Candidat aux dernières élections régionales en Provence-Alpes-Côte d’Azur, Jean-Laurent Félizia (EELV) s’était qualifié au second tour avec sa liste du rassemblement écologique et social. Désireux, dans un premier temps, de maintenir sa proposition face au président sortant Renaud Muselier (ex-LR) et à Thierry Mariani (RN), le paysagiste varois s’était finalement retiré au nom du front républicain, notamment suite à des pressions de sa propre famille politique. Toujours conseiller municipal d’opposition au Lavandou (83), et co-secrétaire régional d’EELV, Jean-Laurent Félizia coordonne depuis juillet dernier le comité représentatif de la gauche et des écologistes à la Région Sud.

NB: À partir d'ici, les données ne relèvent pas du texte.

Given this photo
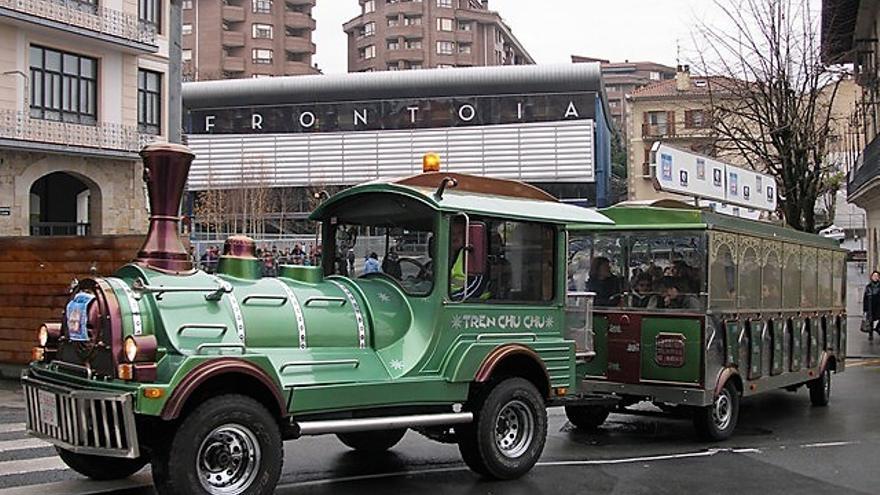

Jean-Laurent Félizia retire sa candidature au second tour des régionales le 21 juin 2021 (crédit : Rémi Liogier)
Comme l’a révélé Marsactu début février, l’élu varois veut candidater dans la cinquième circonscription des Bouches-du-Rhône (Marseille 4e, une partie du 5e et du 6e), actuellement détenue par Cathy Racon-Bouzon. Malgré des accusations de parachutage, notamment internes à son parti, il sollicite l’investiture d’EELV. S’il reconnaît l’aspect stratégique de sa démarche, le chef d’entreprise varois estime dans son plaidoyer ne pas être victime du « syndrome Mélenchon », comme le lui reproche Fabien Perez, l’adjoint au maire de Marseille en charge des fonds européens. Les instances nationales EELV dévoileront à la mi-mars la liste officielle des candidats investis par le parti.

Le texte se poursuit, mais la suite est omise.